Parallel run with preCICE coupling openFOAM and Calculix

Is there a tutorial dedicated to running FSI with preCICE using MPI? I couldn’t find it on the web. Currently, my model works with 1 cpu for openFOAM and calculix. But the preCICE: Mapping takes longer and longer to finish. I hope to use MPI to improve the efficiency.

I tried the following command in the xml file. Both codes just wait without handshaking.
Thank you!

<m2n:mpi
       exchange-directory="."
       acceptor="Solid-Solver"
       connector="Fluid-Solver"
       enforce-gather-scatter="false"
       use-two-level-initialization="false"/>

Hi,

The m2n:mpi uses the MPI back-end to connect participants; we recommend sticking to sockets until the communication becomes an issue.

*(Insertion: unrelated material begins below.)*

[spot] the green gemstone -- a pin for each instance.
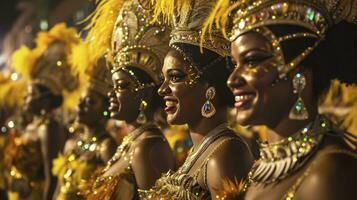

Many OpenFOAM tutorials can be run using ./run.sh -parallel.

The Calculix adapter doesn’t support running using MPI.

Got it. Thank you! So to run the FSI analysis in parallel, I need to first decompose the fluid mesh in openFOAM. After this step, basically, I don’t need to do any changes to the configuration files. Just add -parallel on the command line. Is it correct?

Second issue is the time spent on Mapping “Force“ becomes unbearable. The pattern is every 8x10^{-5} sec, the analysis got stuck in this step “preCICE: Mapping “Force” for t=0.005050000000000001 from “Fluid-Mesh-Faces” to “Solid-Mesh”“ for several minutes. Then it will quickly pass another 8x10^{-5} sec with a very nice convergence rate. Do you know why this is happening? I think since the time step is so tiny, preCICE doesn’t need to do a full search on the nearest neighbors this often. Something is accumulating over the time, I guess.

precice-config.xml (2.3 KB)

The run.sh scripts of the OpenFOAM cases will also run decomposePar. But you would need to specify how you want to decompose the cases in the decomposeParDict.

CalculiX itself only supports shared memory parallelization (OpenMP), which is independent of the coupling.

This sounds strange; it shouldn’t take that long. Looking at your config:

  • You are computing both mappings on the Fluid participant. Given that this is also the parallel one, this is good.
  • Nearest-neighbor mapping is the fastest.
  • You set <time-window-size value="1.e-5" />, meaning that you are coupling every 1e-5. Strange that the pattern appears every 8e-5.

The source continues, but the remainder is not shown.